O documento oficializa entendimento do magistrado que rejeitou a ação, citando supostos “interesses pessoais” envolvidos e afirmando que a ADPF não pode ser utilizada como substituta de recurso ou ação rescisória.
Agora, a defesa tem cinco dias úteis, a contar desta segunda-feira (24), para apresentar agravo regimental, recurso cabível contra a decisão monocrática do relator que nega seguimento a uma ação. Neste caso, a principal finalidade do agravo é submeter o reexame da decisão monocrática ao Plenário da Corte.
Agravo regimental
O agravo regimental (também chamado de agravo interno) serve para contestar uma decisão monocrática — ou seja, aquela tomada por um único julgador, relator ou presidente dentro de um tribunal (como no STF).

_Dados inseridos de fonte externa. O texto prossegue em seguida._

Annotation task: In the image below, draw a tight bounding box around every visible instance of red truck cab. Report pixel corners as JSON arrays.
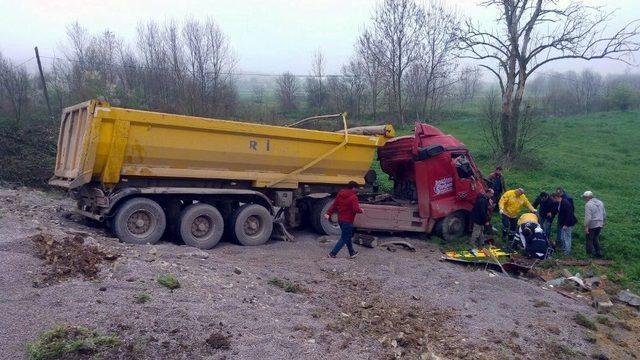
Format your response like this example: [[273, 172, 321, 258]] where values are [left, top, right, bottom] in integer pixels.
[[354, 123, 485, 240]]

O objetivo é fazer com que o caso seja reavaliado por um grupo de magistrados (órgão colegiado).
Prazo: 5 dias após a publicação da decisão monocrática.
Órgão Julgador: O recurso não é reanalisado apenas pelo relator, mas sim submetido ao colegiado competente.
Fundamentação: Nas razões do agravo, a parte deve demonstrar que a ADPF atende aos requisitos legais — como o princípio da subsidiariedade e a controvérsia constitucional relevante — afastando os fundamentos adotados pelo relator para extinguir a ação de forma monocrática.